# Guitar Selections, Once Upon the Internet



## itywltmt (May 29, 2011)

This week's musical share is a series of tracks downloaded mainly off the old MP3.COM between 2001 and 2003. They feature three guitarists.

The English-born guitarist, Tomo Iwakura, began to learn the guitar with Iwao Suzuki when he was 12 years old. After his completion of a faculty of law at "Gakusuin Univaersity" in Tokyo, he studied the guitar with Michael Koch at the "Peter-Cornelius Konservatorium" in Mainz, Germany. Also he took lessons of Narciso Yepes, Julian Bream, A. Pierri and David Russell. He won the first prize and a special prize at "Gakusei Guitar Competition" in Tokyo and is also a prize winner of "Concours International de Guitare" in Ile de Re, France.

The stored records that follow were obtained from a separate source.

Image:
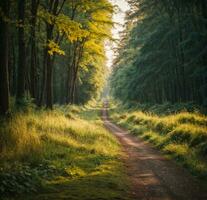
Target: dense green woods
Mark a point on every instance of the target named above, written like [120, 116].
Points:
[52, 51]
[163, 55]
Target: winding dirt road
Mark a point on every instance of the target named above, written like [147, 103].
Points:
[153, 176]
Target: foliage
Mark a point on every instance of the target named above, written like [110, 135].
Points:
[181, 135]
[60, 153]
[162, 55]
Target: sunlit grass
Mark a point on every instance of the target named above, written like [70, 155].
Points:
[71, 157]
[182, 135]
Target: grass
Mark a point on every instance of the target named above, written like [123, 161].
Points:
[180, 135]
[60, 154]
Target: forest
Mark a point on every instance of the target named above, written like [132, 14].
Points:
[103, 99]
[52, 51]
[162, 55]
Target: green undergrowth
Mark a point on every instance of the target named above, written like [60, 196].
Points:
[181, 135]
[61, 154]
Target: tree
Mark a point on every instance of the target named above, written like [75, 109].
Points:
[4, 52]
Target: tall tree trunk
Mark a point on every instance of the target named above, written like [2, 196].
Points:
[49, 71]
[33, 69]
[22, 54]
[4, 39]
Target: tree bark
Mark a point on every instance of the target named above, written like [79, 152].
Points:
[4, 41]
[33, 69]
[22, 53]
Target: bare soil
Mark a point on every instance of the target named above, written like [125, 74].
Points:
[153, 176]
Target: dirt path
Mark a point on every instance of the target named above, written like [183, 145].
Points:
[153, 176]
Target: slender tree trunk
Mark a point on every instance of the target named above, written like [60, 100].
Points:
[22, 54]
[49, 71]
[33, 69]
[4, 41]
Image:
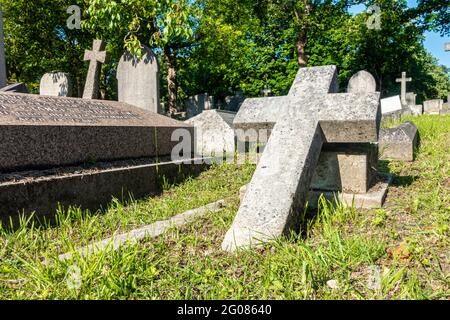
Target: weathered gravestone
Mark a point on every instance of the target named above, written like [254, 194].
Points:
[80, 152]
[214, 133]
[2, 52]
[403, 80]
[399, 143]
[433, 106]
[56, 84]
[138, 81]
[362, 82]
[311, 115]
[96, 57]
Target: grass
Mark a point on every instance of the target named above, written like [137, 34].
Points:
[398, 252]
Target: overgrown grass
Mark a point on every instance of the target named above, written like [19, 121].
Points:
[398, 252]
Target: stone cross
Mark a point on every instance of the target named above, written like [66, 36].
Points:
[2, 53]
[403, 80]
[266, 91]
[96, 56]
[312, 114]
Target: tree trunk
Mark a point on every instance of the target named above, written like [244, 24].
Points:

The first few selections from today's playlist are from one of his albums titled _Recuerdos de la Alhambra: Romantic Spanish Guitar Music_, which is available in its entirety on _YouTube_.

Scott Morris gave his New York recital debut at Carnegie Hall in 1998. He has since appeared as a soloist and chamber musician throughout North America, Central America, Europe and Asia. In 2005 he gave solo concerts in both Beijing and Shanghai to great critical review. A 2008 solo performance in Beijing was given at the famous 1,800-seat National Opera House and broadcast on Chinese Central Television (CCTV). Currently, he is the Supervisor of Guitar Studies at California State University, Dominguez Hills and the CSU Summer Arts Guitar Course Coordinator in Monterey, CA. His selections are from his album _Invocation_

Finally, "One of the most reknown and admired Italian guitarists" (Il Fronimo), Flavio Cucchi has given hundreds of recitals in Europe, America, Asia and Australia in addition to participating in radio and TV shows for the some of the biggest world-wide broadcasting corporations (the BBC, RAI, ZDF, Bayerischer Rundfunk, Televisa Mexico, Television Corporation of Singapore, Radio Praga, and others). The fine _Sonata concertata_ by *Paganini* is a great reminder that the Itaian master was both an excellent guitarist and violinist.

Happy Listening!

*Isaac Manuel Francisco ALBÉNIZ Y PASCUAL (1860 - 1909)*
Suite española No. 1 (fa majeur) "Granada" op. 47, no. 1
Piezas características, Torre Bermeja, serenata (mi majeur), op. 92, no. 12

*Antonio Jiménez MANJÓN (1866 -1919)*
Leyenda , WoO

*Fernando SOR (c. 1778 -1839)*
Fantaisie et variations brillantes, op. 30
Tomo Iwakura

Introduction et variations sur " Malbrough s`en-va-t-en guerre", op. 28

*Juan Leovigildo BROUWER MEZQUIDA (* 1939)*
Alogio de la danza (1964)

*Niccolò PAGANINI (1782 - 1840) *
Guitar Sonatas, MS 84
No. 1 in A Major,
No. 2 in A Major
No. 8 in G Major
No. 10 in D Major
Scott Morris

Sonata concertata in A for Violin and Guitar, Op.61 [MS 2]
Flavio Cucchi, guitar
Myra Lin, violin

_Internet Archive_ - https://archive.org/details/07FantaisieEtVariationsBrillante


----------